In diesem Alter hatte eine veritable Midlife-Crisis Elisabeth erfasst. Sie war ruhelos und suchte nach einer sie ausfüllenden Beschäftigung, einem »Sinn«. Sollte sie in der Hermesvilla herumhocken und Däumchen drehen? Mit 50 war ihre Schönheit im Schwinden, Sport war Mord, Krankheiten quälten sie als Folge ihres ungesunden Lebensstils. Die fünffache Großmutter – ihre Tochter Gisela hatte vier Kinder zur Welt gebracht, Sohn Rudolf war Vater einer Tochter – hatte schon zehn Jahre zuvor für sich festgestellt: »Ein Mensch von vierzig Jahren löst sich auf, verfärbt sich, verdunkelt sich wie eine Wolke.« Ende der 1880er-Jahre hatte sie ihre Entscheidung getroffen:
Es gibt nichts »Grauslicheres«, als so nach und nach zur Mumie zu werden und nicht Abschied nehmen zu wollen vom Jungsein. Wenn man dann als geschminkte Larve herumlaufen muß – Pfui! Vielleicht werde ich später immer verschleiert gehen, und nicht einmal meine nächste Umgebung soll mein Gesicht mehr erblicken.

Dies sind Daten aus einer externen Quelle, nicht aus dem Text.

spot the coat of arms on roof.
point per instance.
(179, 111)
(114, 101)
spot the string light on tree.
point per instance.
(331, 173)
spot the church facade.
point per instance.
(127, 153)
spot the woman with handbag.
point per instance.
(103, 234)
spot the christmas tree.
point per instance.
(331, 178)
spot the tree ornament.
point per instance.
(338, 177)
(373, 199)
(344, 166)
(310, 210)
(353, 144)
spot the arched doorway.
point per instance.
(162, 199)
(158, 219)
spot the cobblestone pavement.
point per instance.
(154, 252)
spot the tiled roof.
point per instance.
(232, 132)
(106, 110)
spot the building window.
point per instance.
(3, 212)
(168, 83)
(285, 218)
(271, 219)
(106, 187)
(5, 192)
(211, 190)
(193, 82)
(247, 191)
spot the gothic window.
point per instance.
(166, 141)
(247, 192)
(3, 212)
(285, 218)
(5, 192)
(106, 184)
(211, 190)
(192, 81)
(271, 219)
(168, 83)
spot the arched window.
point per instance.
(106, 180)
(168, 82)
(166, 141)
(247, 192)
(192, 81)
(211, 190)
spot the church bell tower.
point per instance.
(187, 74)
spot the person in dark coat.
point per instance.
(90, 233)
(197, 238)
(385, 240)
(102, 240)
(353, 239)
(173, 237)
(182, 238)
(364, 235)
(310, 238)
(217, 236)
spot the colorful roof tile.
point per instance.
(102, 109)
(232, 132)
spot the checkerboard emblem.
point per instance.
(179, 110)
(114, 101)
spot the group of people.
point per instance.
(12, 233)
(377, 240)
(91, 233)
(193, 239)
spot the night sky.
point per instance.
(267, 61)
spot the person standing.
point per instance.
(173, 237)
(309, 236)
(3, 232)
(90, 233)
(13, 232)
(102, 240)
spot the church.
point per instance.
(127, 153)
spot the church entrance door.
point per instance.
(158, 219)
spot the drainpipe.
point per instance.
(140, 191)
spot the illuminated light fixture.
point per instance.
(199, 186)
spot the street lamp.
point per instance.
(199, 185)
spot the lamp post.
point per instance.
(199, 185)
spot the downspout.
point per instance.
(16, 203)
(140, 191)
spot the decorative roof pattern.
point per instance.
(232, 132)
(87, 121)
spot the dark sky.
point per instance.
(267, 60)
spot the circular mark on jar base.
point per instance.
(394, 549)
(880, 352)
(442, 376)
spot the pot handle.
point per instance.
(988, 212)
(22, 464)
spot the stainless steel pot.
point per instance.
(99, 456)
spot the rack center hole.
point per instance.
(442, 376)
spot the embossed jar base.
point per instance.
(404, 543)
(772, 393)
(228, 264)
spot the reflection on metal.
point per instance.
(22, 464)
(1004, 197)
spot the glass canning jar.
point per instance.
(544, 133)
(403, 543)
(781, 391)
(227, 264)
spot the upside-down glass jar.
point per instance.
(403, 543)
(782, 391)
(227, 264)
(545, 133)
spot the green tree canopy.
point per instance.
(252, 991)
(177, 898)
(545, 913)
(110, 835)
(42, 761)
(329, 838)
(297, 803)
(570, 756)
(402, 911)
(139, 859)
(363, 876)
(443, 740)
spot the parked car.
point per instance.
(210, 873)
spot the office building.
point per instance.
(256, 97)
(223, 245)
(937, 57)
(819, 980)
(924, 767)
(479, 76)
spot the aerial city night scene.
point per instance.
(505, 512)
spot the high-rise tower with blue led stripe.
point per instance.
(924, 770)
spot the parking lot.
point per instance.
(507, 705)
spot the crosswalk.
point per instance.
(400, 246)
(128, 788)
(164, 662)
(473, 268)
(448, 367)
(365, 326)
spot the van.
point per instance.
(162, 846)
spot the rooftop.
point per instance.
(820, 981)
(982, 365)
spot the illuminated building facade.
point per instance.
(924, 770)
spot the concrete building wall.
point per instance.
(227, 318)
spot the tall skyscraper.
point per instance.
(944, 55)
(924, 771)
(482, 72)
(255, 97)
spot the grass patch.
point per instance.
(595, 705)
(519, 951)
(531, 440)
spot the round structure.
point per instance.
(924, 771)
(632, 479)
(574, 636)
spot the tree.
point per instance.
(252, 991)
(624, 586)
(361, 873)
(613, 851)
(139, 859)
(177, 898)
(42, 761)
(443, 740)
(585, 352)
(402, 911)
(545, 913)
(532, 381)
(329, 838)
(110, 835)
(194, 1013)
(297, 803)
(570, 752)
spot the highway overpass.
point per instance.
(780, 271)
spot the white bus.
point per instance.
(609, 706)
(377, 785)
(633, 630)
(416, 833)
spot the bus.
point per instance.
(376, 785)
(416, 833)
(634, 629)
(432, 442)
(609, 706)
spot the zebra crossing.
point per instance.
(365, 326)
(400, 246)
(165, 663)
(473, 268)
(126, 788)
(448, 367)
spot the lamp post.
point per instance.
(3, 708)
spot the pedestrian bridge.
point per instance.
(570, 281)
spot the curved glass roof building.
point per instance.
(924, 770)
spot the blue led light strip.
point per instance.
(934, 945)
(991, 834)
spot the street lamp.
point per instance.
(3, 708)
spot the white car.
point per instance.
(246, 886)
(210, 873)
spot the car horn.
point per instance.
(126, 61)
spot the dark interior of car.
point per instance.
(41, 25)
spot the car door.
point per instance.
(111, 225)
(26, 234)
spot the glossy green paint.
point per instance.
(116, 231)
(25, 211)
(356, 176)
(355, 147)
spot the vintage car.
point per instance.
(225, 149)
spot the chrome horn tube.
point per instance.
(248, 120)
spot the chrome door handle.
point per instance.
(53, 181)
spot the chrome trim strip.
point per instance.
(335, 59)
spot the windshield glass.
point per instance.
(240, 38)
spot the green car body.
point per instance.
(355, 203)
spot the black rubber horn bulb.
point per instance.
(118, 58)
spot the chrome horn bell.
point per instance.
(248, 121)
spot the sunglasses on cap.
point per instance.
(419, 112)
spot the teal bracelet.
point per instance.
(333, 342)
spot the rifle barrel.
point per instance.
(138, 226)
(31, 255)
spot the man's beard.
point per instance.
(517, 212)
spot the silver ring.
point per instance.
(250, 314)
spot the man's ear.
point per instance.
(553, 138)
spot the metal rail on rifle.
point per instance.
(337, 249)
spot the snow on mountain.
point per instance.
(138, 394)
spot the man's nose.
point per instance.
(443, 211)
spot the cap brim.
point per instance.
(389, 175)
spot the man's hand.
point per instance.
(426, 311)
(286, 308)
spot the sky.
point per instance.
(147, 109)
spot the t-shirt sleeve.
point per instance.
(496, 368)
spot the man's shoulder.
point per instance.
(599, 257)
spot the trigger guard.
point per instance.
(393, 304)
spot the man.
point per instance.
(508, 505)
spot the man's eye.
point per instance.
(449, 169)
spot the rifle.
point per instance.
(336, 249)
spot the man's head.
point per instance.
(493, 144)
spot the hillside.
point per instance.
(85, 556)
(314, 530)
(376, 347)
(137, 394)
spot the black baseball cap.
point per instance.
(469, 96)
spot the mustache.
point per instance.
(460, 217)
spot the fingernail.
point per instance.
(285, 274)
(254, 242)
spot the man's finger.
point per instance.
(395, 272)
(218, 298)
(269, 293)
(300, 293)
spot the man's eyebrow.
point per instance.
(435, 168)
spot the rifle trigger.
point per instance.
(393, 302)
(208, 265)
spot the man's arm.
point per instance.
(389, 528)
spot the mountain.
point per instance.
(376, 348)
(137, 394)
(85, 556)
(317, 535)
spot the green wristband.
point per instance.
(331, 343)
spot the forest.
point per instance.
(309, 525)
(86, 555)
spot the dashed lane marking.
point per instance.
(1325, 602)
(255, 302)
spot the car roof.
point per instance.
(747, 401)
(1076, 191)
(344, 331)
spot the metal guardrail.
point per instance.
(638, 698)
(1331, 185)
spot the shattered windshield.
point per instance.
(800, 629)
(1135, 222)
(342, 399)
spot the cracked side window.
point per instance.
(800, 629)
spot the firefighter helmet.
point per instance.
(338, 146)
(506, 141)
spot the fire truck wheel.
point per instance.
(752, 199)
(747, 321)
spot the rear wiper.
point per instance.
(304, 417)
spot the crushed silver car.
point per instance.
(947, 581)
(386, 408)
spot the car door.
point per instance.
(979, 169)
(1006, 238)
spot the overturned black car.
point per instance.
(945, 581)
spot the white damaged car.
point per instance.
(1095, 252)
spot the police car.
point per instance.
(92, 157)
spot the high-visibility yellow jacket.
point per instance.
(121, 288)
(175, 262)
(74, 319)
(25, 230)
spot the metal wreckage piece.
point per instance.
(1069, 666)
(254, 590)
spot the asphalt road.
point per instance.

Dass Elisabeth nicht alt werden wollte, hatte nur marginal mit Eitelkeit zu tun. Sie konnte sehr wohl »Abschied nehmen vom Jungsein«. Vielmehr fürchtete sie sich vor einem ereignislosen Leben, vor Langeweile, davor, dass ihr ein großes Erlebnis, auf das sie ihr ganzes Leben lang gewartet hatte, versagt geblieben sein könnte. Dieses für die Epoche typische Lebensgefühl fasste der vor allem von Frauen viel gelesene, damals sehr »moderne« französische Romancier Paul Bourget wie folgt zusammen: »Der Becher, den uns das Leben hinhält, hat einen Sprung. So empfinden wir im Besitz den Verlust; im Erleben das stete Versäumen.«
Es waren jene wenigen Jahre vor 1889, in denen sie ihre letzten »lichten«, also hellen, Kleider trug. Bald sollte sie vor ihren Kleiderschränken stehen und ihre Garderobe durchmustern. Alles Farbige wurde aussortiert und verschenkt, Hüte, Tücher, Kleider, Schirme, Handschuhe …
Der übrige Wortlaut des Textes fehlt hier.